Wintermond
Mischling schlich ihr um die Beine und sah sie erwartungsvoll an. Meta bückte sich und tätschelte ihm den Kopf.
»Ihr habt den Ruf gehört: Sascha und sein Rudel werden jeden Moment hier eintreffen.« Maggies Stimme war klar und deutlich. Nichts deutete darauf hin, dass diese Frau auch nur die Spur von Unsicherheit verspürte. »Wir werden ihn draußen empfangen und so lange hinhalten, bis David zurückgekehrt ist. Es wird nicht leicht sein, Sascha von seiner sicher geglaubten Beute fortzuscheuchen, ohne dass er zuschnappt. Deshalb werden unsere beiden Rudel geschlossen auftreten, nur dieses eine Mal, ansonsten können wir uns gleich alle hinknien und Sascha freien Zugriff auf unser Genick anbieten. Ein Angebot, das er auf keinen Fall ablehnen würde. Also Bewegung!«
Es erklang breites Zustimmen, aber Maggie kümmerte sich bereits nicht mehr darum und winkte einen bulligen Mann aus ihrem Rudel zu sich. »Anton, sieh zu, dass du noch ein paar von diesen Ölkanistern ranschleppst und die Feuerschalen draußen anzündest.Wir wollen Sascha doch einen ordentlichen Auftritt bieten.« Dann wandte sie sich Meta zu, die sie aufmerksam ansah. »Wir werden leider noch ein weiteres Mal auf deine Hilfe zurückgreifen müssen: Wenn Hagen endlich tot ist, wird das Rudel es spüren. Dann wirst du nach David rufen müssen, denn er wird den Wandel dort draußen nicht allein überstehen.«
Meta nickte stumm. Zwar wusste sie nicht, wie sie Maggies Bitte nachkommen sollte, aber sie würde es versuchen. »Wie kannst du dir so sicher sein, dass David gewinnt?« Die Frage war heraus, bevor Meta sich dessen überhaupt bewusst war.Als er auf dem Grund des Pools gestanden hatte, hatte er so unendlich erschöpft ausgesehen …

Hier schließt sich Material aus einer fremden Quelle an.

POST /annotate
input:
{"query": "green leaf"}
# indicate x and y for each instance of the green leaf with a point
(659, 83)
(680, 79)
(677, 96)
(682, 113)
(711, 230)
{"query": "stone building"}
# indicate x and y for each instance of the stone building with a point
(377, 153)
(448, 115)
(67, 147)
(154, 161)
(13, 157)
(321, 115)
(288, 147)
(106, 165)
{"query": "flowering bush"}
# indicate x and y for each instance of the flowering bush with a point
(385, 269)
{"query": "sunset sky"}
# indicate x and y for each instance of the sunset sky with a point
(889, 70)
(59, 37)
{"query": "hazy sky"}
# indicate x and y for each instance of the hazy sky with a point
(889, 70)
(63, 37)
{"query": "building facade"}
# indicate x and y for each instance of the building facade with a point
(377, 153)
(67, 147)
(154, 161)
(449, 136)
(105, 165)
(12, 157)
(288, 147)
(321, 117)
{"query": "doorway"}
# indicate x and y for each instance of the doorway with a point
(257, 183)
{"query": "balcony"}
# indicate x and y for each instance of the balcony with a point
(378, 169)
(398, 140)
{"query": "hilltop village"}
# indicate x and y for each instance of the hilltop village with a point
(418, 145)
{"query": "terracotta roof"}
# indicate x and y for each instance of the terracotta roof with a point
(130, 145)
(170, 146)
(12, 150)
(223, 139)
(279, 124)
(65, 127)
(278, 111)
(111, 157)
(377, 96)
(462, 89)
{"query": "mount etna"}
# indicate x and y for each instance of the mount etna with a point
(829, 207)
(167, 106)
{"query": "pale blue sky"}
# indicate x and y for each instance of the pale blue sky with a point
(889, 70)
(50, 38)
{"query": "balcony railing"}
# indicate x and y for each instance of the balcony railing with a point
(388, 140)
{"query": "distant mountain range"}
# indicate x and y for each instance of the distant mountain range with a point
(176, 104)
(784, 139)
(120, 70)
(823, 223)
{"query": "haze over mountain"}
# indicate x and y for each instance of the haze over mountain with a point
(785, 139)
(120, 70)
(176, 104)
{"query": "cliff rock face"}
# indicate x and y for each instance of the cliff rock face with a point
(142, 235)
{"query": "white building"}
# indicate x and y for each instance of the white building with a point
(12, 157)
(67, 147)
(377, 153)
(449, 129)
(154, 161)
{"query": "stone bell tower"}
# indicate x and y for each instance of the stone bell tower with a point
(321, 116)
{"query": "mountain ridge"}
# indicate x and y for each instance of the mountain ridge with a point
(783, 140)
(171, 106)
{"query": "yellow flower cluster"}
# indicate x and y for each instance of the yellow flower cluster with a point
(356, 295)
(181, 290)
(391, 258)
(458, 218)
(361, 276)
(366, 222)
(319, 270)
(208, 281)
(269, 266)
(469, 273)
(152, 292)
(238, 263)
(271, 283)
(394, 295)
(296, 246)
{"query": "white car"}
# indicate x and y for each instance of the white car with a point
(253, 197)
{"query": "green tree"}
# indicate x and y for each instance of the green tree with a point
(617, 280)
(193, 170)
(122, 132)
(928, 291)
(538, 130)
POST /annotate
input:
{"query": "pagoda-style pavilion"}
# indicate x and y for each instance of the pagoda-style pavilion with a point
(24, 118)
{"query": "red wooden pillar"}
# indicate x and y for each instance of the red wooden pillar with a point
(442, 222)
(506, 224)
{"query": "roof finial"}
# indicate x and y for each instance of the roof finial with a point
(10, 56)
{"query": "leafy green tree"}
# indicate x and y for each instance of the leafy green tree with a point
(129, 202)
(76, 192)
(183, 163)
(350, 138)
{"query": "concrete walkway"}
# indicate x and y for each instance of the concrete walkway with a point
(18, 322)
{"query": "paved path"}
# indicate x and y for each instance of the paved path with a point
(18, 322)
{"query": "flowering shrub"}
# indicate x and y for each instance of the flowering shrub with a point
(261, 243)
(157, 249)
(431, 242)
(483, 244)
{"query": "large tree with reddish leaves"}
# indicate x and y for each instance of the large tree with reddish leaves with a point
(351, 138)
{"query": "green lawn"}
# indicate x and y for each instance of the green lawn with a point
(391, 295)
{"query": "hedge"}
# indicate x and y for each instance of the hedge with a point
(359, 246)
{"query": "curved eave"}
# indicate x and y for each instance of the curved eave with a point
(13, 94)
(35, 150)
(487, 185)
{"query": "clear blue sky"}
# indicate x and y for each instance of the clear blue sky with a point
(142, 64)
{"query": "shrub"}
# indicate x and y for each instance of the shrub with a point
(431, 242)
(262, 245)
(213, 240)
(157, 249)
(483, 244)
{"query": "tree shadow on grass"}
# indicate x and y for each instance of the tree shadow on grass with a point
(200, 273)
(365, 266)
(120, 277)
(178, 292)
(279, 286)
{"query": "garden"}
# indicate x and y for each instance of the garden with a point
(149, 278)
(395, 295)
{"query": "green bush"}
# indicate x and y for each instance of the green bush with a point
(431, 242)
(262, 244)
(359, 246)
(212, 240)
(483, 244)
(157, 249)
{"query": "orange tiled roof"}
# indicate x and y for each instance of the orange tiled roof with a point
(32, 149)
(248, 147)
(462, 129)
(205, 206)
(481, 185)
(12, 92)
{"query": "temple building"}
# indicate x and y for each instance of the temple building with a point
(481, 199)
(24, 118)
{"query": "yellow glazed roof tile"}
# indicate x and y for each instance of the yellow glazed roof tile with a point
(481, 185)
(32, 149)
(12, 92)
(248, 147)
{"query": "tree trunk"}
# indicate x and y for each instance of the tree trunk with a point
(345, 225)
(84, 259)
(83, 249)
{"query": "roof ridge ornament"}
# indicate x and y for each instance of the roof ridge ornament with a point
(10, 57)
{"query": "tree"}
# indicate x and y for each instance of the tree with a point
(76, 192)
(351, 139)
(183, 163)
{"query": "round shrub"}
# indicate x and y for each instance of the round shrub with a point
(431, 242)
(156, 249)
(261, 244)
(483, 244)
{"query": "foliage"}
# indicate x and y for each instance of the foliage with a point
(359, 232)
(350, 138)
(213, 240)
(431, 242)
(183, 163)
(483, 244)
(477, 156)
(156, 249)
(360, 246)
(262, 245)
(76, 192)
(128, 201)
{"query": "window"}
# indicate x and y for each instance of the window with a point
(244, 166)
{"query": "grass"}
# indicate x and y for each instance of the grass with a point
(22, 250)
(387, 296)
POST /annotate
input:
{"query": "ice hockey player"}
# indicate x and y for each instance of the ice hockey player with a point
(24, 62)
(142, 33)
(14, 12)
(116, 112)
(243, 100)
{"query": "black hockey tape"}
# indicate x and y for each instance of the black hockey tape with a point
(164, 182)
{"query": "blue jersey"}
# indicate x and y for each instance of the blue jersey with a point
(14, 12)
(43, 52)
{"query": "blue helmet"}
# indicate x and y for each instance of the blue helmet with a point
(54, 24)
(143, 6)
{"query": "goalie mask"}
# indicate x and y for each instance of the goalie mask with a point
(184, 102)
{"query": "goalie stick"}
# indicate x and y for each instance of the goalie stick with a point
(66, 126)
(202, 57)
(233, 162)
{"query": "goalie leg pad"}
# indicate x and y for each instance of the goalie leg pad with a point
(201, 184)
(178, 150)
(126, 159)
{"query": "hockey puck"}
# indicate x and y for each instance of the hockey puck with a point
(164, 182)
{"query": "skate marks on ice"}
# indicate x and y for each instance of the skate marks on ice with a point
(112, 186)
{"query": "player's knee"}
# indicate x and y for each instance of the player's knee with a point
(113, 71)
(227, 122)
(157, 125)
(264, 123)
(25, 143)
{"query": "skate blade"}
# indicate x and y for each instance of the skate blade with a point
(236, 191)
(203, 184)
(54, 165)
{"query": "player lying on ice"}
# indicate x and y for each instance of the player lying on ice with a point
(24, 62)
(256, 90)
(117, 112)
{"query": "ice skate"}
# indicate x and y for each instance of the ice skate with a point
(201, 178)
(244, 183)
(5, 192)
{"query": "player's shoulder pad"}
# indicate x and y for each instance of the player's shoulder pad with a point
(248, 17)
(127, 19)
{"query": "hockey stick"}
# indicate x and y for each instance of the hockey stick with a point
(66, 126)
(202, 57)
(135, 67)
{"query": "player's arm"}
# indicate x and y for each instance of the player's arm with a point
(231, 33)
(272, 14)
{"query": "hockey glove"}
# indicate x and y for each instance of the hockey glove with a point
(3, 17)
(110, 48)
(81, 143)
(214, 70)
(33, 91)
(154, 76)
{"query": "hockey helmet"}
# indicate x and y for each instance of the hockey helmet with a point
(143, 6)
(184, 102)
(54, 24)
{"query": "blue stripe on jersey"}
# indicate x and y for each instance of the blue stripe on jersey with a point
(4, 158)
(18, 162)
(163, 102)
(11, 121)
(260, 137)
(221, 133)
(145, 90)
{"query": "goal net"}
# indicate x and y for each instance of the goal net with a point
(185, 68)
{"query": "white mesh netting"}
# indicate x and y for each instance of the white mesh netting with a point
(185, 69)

»Alles, was Hagen will, ist Blut und Macht. David will endlich sein Leben in die eigene Hand nehmen, und heute Nacht bietet sich ihm endlich diese Chance. Er wird sie ergreifen, glaub mir.«
Erneut ging eine solche Woge des Selbstvertrauens von Maggie aus, dass Meta gar nicht anders konnte, als ihr zuzustimmen. Außerdem sehnte sie sich nach dem Augenblick, wenn das Rudel den Tod seines einstigen Anführers signalisierte und sie ihren Ruf aussenden konnte … den David hoffentlich auch vernehmen würde. David wird ihn hören, ganz bestimmt, versuchte Meta, sich zu beruhigen. Sein Wolf wird mich auch dieses Mal hören und ihn mitbringen - so wie er mich zu David gebracht hat. Mit einem Schwindelgefühl erinnerte sie sich an den Moment, als der Wolf sie mitgerissen hatte, während er zu seinem Hüter zurückkehrte. Diese Erinnerungen an die Welt des Dämons waren nicht mehr als Fetzen eines flüchtigen Traums.Aber sie hatten sie die gerade erst erweckte Macht des Dämons am eigenen Leib spüren lassen. Dabei konnte sie nicht sagen, dass es sich falsch angefühlt hätte. Nur verwirrend.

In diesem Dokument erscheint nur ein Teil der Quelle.